This book compares two challenges made to American public school
curricula in the 1980s and 1990s. It identifies striking similarities
between proponents of Afrocentrism and creationism, accounts for their
differential outcomes, and draws important conclusions for the study of
culture, organizations, and social movements.
Amy Binder gives a brief history of both movements and then describes
how their challenges played out in seven school districts. Despite their
very different constituencies--inner-city African American cultural
essentialists and predominately white suburban Christian
conservatives--Afrocentrists and creationists had much in common. Both
made similar arguments about oppression and their children's well-being,
both faced skepticism from educators about their factual claims, and
both mounted their challenges through bureaucratic channels.
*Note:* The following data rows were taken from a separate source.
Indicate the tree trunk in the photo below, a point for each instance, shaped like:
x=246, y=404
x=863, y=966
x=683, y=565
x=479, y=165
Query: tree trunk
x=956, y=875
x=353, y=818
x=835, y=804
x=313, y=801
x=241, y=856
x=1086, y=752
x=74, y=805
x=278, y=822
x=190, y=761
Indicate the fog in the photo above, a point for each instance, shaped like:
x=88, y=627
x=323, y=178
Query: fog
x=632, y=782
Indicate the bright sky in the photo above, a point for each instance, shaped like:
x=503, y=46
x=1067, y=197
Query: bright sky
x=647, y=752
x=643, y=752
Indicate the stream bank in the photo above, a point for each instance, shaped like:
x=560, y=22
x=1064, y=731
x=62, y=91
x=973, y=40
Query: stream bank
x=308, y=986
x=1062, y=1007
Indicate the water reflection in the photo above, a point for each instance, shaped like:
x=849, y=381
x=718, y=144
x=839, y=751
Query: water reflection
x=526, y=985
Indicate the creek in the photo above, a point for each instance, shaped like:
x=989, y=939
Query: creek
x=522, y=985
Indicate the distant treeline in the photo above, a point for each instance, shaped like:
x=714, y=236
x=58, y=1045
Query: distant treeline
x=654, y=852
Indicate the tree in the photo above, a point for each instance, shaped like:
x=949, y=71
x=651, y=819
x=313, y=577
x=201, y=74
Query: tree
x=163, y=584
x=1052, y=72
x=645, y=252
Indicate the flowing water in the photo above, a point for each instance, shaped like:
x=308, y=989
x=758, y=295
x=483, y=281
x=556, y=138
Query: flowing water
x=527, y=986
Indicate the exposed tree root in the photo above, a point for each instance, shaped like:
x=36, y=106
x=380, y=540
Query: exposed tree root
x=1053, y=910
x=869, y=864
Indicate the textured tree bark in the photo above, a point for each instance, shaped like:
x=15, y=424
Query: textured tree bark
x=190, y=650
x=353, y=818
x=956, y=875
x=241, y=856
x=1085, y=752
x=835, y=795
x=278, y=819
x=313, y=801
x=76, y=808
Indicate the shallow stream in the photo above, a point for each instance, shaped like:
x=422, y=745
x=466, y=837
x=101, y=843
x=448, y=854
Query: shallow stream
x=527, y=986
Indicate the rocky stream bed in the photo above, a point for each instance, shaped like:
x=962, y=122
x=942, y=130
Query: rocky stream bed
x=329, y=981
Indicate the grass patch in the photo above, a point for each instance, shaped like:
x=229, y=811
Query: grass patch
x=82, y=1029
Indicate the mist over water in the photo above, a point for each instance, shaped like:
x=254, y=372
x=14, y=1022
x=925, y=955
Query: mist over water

In each
case, challenged school systems were ultimately able to minimize or
reject challengers' demands, but the process varied by case and type of
challenge. Binder finds that Afrocentrists were more successful in
advancing their cause than were creationists because they appeared to
offer a solution to the real problem of urban school failure, met with
more administrative sympathy toward their complaints of historic
exclusion, sought to alter lower-prestige curricula (history, not
science), and faced opponents who lacked a legal remedy comparable to
the rule of church-state separation invoked by creationism's opponents.
Binder's analysis yields several lessons for social movements research,
suggesting that researchers need to pay greater attention to how
movements seek to influence bureaucratic decision making, often from
within. It also demonstrates the benefits of examining discursive,
structural, and institutional factors in concert.